Researchers at Melbourne’s La Trobe University have found out why crocodiles have a high tolerance to fatal fungal infections and they think it might lead to different treatemnts in humans.
“Crocodiles live in such microbial-rich environments and yet they rarely get infections,” La Trobe PhD candidate and leading researcher in the study Scott Williams tells Cosmos.
“Even though they’re in territorial disputes, they lose limbs, they’re rarely contracted,” Williams says. “It led us to believe there’s something about the immune system which is making them resilient. And we wanted to research this further and find out if there was something that we could use, translating that to human health, potentially finding the basis for future therapeutics.”
Williams adds that “some therapeutic treatments act on healthy cells by accident whereas this mechanism could help to reduce these off-target affects and focus on what’s harmful.”
The team focused on crocodile defensins – proteins that bind to pathogens to announce an infection to the immune system.

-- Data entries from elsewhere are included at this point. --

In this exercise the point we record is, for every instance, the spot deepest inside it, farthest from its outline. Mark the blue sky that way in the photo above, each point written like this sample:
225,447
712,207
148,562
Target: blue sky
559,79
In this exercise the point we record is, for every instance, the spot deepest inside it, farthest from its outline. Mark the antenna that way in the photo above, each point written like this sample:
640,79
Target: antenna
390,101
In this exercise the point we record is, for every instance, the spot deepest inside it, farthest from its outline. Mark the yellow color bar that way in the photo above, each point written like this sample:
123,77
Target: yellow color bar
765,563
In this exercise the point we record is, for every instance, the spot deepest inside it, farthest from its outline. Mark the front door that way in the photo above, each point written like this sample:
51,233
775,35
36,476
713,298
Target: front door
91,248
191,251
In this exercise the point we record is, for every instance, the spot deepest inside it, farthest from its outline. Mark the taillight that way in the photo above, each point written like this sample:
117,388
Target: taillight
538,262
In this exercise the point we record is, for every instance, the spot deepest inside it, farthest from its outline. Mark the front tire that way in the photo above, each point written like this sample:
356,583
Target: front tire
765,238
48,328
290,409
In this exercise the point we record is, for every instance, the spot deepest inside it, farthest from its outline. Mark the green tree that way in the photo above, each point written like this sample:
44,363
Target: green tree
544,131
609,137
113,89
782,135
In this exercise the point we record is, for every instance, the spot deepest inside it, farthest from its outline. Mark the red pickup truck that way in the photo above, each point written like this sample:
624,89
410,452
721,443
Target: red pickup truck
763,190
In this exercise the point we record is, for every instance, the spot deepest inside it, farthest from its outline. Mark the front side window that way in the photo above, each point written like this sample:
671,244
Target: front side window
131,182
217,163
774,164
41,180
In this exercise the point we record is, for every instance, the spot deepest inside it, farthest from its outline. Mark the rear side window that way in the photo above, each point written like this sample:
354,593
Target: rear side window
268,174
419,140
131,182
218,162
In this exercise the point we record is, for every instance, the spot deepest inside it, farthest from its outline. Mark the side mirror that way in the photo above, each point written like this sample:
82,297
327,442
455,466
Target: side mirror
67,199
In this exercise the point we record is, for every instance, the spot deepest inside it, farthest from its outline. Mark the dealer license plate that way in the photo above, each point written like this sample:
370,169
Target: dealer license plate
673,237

Looking at the crocodile genome, the researchers were able to find homologues of human defensins in the genetic code. By taking the DNA sequence and placing it into yeast, they were able to purify the proteins.
“We were then able to treat the pathogens that we have at hand here at La Trobe, and that’s when we noticed that it was particularly potent,” says Williams.
“We tested against Candida albicans, which is one of the biggest threats at the moment. The World Health Organization just released a list of the emerging fungal pathogens that we should be researching, and this was number one. We know can cause thrush, but it can actually kill people.”
Williams says the research is particularly important as antibiotic resistance builds up in fungi.and because fungal infections are adapting to the warming climate, which is making them more of a threat.
The team also found that the crocodile defensin CpoBD13 possesses a never-before-seen response to pH levels.
At neutral pH, 7, the defensin was inactive. “When the pH was lowered, slightly acidic, it was turned on and able to clear the fungal cells,” Williams explains.
Using the Australian Synchrotron, Williams’s co-supervisors, Professors Marc Kvansakul and Mark Hulett, were able to resolve the structure of the protein and found that the defensins relied on residues being present on the fungal cell walls, lowering the pH allowing them to kill the fungal infection.
Williams’s team believe their findings could allow engineering of defensins with pH-dependent activity in biotechnology and therapeutic applications, like treating serious infections in humans or crop defence.
The results are published in Nature Communications.